Among the characteristic elements of this golden age, we cannot not mention the emergence of effects: from the manipulation of magnetic tapes to obtain the first artificial echoes to the development of the first plate reverbs in Germany, we ultimately arrive at an innovative design brought about by Hammond: the spring reverb, using springs in which audio signals are induced, creating a simulation of reverberation. Hammond has been using this system in its electric organs for several decades now, but in 1959 introduced a compact module allowing recording studios to have this much-desired effect, but above all to equip guitar amplifiers directly with it.

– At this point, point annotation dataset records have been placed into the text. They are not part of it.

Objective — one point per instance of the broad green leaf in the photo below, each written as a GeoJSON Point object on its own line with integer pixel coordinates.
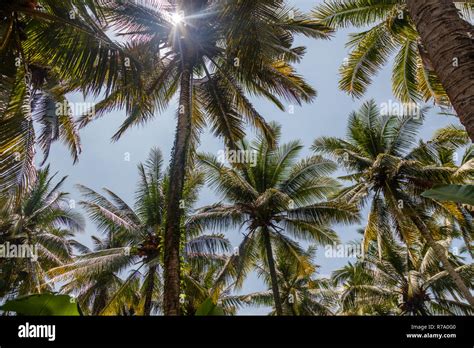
{"type": "Point", "coordinates": [209, 308]}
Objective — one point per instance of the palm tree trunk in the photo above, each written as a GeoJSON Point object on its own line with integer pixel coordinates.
{"type": "Point", "coordinates": [273, 275]}
{"type": "Point", "coordinates": [440, 253]}
{"type": "Point", "coordinates": [149, 291]}
{"type": "Point", "coordinates": [449, 42]}
{"type": "Point", "coordinates": [175, 194]}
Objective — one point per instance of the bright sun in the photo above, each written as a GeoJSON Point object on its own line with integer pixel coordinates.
{"type": "Point", "coordinates": [177, 18]}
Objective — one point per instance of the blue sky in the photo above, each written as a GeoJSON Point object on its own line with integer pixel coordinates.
{"type": "Point", "coordinates": [103, 163]}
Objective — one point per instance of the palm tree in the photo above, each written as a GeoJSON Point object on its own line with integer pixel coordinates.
{"type": "Point", "coordinates": [276, 198]}
{"type": "Point", "coordinates": [47, 49]}
{"type": "Point", "coordinates": [395, 285]}
{"type": "Point", "coordinates": [41, 220]}
{"type": "Point", "coordinates": [302, 293]}
{"type": "Point", "coordinates": [134, 238]}
{"type": "Point", "coordinates": [206, 278]}
{"type": "Point", "coordinates": [208, 52]}
{"type": "Point", "coordinates": [387, 170]}
{"type": "Point", "coordinates": [432, 42]}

For Fender, the hurdle was passed in 1963 with the introduction of the Fender Vibroverb, the first amplifier made in Fullerton with an onboard reverb. However, 2 years previously another device appeared: aptly named Fender Reverb Unit 6G15, it is an standalone box placed between the guitar and the amplifier – a prefiguration of modern effects pedals! The device would be a real success, since it will be the touchstone of the sound of rock of the 60s, particularly surf-rock, and the inspiration of a slew of emulators: among others, the Vox Reverberation Unit heard in the music of the Shadows, the Grampian Type 636 which will be synonymous with the sound of reggae and dub by the end of the decade…

The circuit of the 6G15 is relatively rudimentary, composed of only three tubes: a double-triode 12AT7 for pre-amplification, a 6K6GT to drive the reverb springs, and a double-triode 12AX7, half of which is used to recover the level of spring tank output and the other to buffer the dry audio signal coming from the effect input. There are three controls: Dwell, allowing you to adjust the duration of the reverb effect, Mixer allowing you to match the levels of the wet and dry signals, and Tone, allowing you to reduce the high frequency content of the dry signal.

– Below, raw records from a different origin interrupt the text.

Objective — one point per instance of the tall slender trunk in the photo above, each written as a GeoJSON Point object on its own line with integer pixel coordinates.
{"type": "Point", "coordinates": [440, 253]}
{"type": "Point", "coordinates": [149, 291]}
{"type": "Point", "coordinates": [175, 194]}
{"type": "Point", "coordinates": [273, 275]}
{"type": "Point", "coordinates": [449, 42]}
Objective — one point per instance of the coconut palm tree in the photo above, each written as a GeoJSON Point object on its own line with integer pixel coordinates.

The example presented here comes from the very beginning of the second year of production, stamped in January 1962. We find it in the first aesthetic iteration of the model with the flat Fender nameplate screwed on the front, a brown Tolex cover and the front panel featuring a wheat-colored grill cloth ( following the nomenclature of Teagle & Sprung). It is in exceptionally well preserved original condition, including its original transformers, potentiometers, spring tank, hardware and screws exactly as it was the day it left the assembly line – even the bracket used to lock the spring tank during transportation is still present! We worked hard to restore this reverb, performing the necessary replacement of the original power cord with a modern cord with chassis grounding and expired electrolytic capacitors, verifying the proper working condition of all passive components and tubes – these operations, necessary to secure the device and ensure its optimal operation, have been carried out with the aim of preserving its entire original appearance. Now all that’s left to do is to grab a good old Strat or Jaguar and bang out your favorites tunes, from Dick Dale to the Lively Ones and, our personal favorites, the Trashmen!

110 volt operation, sold with a 220V power transformer. Tube set: 1960s Sylvania 6K6GT, modern no-brand 12AT7, modern Sovtek 12AX7.